The Rise of Private Equity: More Than Just a Trend
Private equity is taking a fast pace in India, particularly across sectors like technology, renewable energy, healthcare and infrastructure. In 2023, over $60 billion was invested in private equity and venture capital, according to Bain & Company. Investors are now focusing on high-growth sectors in India and trying to avoid speculative public markets.
These private equity investments point to a strategic shift towards controlled, focused capital allocation in line with long-term macroeconomic objectives and innovation.
Dario Schiraldi Deutsche Bank's former Managing Director, affirms, "Private equity offers access to dynamic industries without the portfolio volatility of short-term fluctuations – a vital factor in dynamic economies such as India.
This means institutions are becoming more comfortable backing startups, growth-stage businesses, and even turnaround businesses that follow India's development narrative. Unlike public market assets, these investments enable a deeper level of engagement, a higher level of sway, and customised risk hedging.

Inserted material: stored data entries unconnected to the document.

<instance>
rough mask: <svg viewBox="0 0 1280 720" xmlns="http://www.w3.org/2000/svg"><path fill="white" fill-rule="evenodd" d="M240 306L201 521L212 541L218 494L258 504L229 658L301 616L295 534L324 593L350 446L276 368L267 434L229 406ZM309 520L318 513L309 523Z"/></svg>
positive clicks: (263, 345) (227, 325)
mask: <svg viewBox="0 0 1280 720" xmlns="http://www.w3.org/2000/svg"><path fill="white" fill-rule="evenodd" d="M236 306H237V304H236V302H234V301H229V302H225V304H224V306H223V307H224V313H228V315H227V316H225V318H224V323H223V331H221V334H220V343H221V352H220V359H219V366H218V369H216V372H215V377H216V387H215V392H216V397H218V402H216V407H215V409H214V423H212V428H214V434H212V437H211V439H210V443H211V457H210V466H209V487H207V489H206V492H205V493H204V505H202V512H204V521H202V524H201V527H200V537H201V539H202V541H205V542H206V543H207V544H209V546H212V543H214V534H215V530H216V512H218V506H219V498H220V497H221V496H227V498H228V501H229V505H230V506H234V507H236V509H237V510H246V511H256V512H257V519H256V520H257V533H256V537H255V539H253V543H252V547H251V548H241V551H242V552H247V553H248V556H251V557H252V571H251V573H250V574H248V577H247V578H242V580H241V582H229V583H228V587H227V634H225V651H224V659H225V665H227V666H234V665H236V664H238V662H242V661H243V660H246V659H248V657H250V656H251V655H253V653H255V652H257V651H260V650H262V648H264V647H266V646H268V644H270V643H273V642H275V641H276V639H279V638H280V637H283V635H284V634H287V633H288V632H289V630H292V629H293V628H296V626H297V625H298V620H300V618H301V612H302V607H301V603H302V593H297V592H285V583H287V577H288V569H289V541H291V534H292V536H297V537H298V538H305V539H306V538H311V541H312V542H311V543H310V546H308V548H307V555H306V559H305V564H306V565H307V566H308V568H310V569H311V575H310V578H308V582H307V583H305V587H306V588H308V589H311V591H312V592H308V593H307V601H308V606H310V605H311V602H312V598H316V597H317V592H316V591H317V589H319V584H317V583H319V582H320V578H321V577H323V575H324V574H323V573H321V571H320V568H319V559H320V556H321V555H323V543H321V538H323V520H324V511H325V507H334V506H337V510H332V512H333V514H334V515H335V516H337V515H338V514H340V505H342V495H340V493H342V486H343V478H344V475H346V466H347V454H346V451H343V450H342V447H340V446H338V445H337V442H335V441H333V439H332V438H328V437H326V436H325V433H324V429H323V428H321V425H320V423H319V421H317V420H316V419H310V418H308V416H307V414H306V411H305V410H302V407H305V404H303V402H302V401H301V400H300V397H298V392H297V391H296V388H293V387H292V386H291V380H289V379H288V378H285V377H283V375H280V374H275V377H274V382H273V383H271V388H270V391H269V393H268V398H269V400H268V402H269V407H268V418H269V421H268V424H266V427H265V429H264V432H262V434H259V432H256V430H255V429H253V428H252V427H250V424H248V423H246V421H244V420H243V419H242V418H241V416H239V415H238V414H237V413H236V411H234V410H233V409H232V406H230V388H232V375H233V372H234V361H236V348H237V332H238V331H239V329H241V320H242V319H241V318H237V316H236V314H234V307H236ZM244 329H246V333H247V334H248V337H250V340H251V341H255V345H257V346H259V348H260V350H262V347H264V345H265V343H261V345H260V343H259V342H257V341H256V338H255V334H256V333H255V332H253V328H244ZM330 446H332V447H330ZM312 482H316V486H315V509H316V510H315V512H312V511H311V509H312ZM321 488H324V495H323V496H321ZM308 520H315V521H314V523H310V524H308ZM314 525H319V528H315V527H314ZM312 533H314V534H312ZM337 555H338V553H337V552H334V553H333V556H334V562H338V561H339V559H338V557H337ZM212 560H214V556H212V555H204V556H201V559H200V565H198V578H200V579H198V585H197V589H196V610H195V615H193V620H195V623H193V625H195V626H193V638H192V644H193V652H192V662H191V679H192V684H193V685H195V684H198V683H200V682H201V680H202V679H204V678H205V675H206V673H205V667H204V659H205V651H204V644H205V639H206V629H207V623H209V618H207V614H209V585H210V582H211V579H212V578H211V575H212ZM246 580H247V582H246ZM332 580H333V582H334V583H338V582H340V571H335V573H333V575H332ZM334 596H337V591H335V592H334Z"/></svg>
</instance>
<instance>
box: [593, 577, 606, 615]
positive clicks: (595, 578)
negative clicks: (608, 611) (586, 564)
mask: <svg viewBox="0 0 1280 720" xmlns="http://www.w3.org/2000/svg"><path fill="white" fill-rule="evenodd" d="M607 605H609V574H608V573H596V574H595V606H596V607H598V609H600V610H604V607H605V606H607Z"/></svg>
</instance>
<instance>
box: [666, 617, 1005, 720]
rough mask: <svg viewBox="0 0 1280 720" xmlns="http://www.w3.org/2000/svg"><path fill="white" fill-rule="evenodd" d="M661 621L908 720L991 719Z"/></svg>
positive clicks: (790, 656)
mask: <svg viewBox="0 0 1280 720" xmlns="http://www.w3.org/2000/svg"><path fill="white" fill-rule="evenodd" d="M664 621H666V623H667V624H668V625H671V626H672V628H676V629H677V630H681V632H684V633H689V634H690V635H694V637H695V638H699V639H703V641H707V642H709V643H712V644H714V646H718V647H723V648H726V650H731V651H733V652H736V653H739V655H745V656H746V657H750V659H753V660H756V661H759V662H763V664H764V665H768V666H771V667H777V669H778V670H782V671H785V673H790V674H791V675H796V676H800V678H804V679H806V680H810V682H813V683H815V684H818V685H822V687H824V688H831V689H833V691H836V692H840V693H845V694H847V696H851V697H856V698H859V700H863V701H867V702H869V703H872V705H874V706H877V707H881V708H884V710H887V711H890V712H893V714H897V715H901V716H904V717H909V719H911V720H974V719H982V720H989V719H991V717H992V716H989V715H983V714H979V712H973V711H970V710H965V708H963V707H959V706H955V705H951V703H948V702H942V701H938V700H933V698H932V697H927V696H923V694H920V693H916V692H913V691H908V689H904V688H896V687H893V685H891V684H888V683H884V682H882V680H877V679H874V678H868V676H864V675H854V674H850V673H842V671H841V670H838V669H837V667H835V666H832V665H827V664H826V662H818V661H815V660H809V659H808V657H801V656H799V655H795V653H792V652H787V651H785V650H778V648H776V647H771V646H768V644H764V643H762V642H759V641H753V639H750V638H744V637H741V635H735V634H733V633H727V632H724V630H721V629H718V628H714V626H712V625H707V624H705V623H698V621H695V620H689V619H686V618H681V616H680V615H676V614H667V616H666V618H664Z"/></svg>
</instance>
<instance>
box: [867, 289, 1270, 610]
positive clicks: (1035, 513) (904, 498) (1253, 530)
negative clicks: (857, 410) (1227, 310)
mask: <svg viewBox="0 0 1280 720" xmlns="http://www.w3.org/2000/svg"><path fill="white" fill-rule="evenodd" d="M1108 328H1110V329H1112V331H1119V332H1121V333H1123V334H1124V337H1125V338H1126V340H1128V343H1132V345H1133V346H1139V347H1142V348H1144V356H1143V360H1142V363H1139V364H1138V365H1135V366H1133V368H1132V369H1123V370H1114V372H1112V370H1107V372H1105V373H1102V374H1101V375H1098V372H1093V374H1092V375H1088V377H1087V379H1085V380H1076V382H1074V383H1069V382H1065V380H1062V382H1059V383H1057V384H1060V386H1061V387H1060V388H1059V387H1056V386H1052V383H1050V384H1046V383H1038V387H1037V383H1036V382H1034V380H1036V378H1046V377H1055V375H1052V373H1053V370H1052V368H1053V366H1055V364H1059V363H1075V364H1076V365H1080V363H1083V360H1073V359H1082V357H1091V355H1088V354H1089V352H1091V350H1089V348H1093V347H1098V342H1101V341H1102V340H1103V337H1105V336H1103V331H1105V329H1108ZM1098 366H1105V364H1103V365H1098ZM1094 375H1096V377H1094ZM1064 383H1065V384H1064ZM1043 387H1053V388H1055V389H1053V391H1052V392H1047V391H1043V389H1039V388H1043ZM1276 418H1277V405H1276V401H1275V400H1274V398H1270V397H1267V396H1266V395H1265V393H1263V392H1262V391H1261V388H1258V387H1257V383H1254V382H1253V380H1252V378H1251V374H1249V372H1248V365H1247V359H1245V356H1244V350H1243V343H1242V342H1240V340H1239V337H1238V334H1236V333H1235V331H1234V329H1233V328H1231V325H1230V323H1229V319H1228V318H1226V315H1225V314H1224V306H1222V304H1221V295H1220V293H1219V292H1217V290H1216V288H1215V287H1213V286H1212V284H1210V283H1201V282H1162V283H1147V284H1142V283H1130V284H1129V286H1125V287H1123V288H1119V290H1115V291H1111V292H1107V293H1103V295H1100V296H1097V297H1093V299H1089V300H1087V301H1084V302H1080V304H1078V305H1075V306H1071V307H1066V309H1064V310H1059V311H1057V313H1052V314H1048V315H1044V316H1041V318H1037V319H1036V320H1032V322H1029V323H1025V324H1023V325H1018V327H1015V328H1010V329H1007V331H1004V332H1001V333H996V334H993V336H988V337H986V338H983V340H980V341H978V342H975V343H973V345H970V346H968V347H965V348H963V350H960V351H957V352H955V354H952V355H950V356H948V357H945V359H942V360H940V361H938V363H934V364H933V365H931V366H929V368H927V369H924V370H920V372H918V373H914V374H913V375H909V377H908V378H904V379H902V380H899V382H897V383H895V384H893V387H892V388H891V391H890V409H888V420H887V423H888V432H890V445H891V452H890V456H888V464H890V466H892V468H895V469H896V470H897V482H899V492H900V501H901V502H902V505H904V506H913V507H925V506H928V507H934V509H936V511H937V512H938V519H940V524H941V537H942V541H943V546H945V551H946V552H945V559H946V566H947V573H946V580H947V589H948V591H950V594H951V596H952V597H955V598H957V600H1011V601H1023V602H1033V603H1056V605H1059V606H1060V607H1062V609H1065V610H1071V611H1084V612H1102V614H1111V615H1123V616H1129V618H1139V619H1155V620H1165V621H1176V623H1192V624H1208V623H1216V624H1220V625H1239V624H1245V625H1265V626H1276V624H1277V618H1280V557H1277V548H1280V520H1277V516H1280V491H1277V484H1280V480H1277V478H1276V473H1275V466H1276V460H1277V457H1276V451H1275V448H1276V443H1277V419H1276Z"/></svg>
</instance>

The Emergence of Private Credit
Indian mid-sized enterprises, which are underfinanced in traditional banks, now have funding options in the form of direct lending, mezzanine funding, and structured finance. Private credit presents a natural complement to fixed-income strategies in an environment where traditional debt instruments generate lower real returns.
This asset class fits well with India's entrepreneurial landscape. Family offices and pension funds find private credit increasingly attractive. This shift is driven by the greater flexibility it offers in deal structuring, the ability to negotiate customized terms, and reduced exposure to the volatility of public markets.
Dario Schiraldi, former Deutsche Bank leader, stresses, "Investors can structure their risk-return profiles by balancing market upside exposure with hedging through structured products."
Tangible Assets in a Real Economy
India's infrastructure revolution, driven by schemes such as the Gati Shakti program, has created options for investment in tangible assets. Infrastructure and real estate provide stability and inflation–hedged cash flows through vehicles like RETs (Real Estate Trusts) and INVITs (Infrastructure Investment Trust). These sectors are emerging as the cornerstones of long-term investment plans.
With government support and expanding institutional interest, these assets remain a steady source of income that also provides inflation coverage. This is crucial with rising prices and threatening real returns. The predictability of cash flows and long-term contracts of infrastructure make this avenue attractive in a world that seeks stability.
A New Frontier in Portfolio Thinking
The direction toward private assets is an important development in portfolio construction. For Indian institutions, this is to blend the best global practice with India's distinct growth story. With rising financial sophistication and an increase in market depth, allocators of assets are becoming more granular with their diversification.
As Dario Schiraldi puts it, "Indian investors today are at a turning point. This leads to creativity on the subject of asset allocation which is likely to determine the century of financial leadership that the next decade will entail. It is not simply a matter of pursuing returns, but building portfolios that are defensible to shocks, flexible to change, and compatible with long-term trends in structure."
This change calls for a distinct perspective - one which accepts illiquidity premiums, considers operational risks more thoroughly, and quantifies sector exposures in public and private silos.
Conclusion: Reimagining Resilience Through Private Markets
Private equity, private credit, and tangible assets are no longer an option – they are quickly becoming necessary. Indian institutional investors and family offices are realising that, with a fast-changing landscape of risks and opportunities, agility, innovation, and expanded investment scope are critical. This movement away from ordinary public markets to these vibrant places is a long-term change. While it develops into the global financial superpower, Indian investors begin to shape the next decade with undaunted vision and creativity.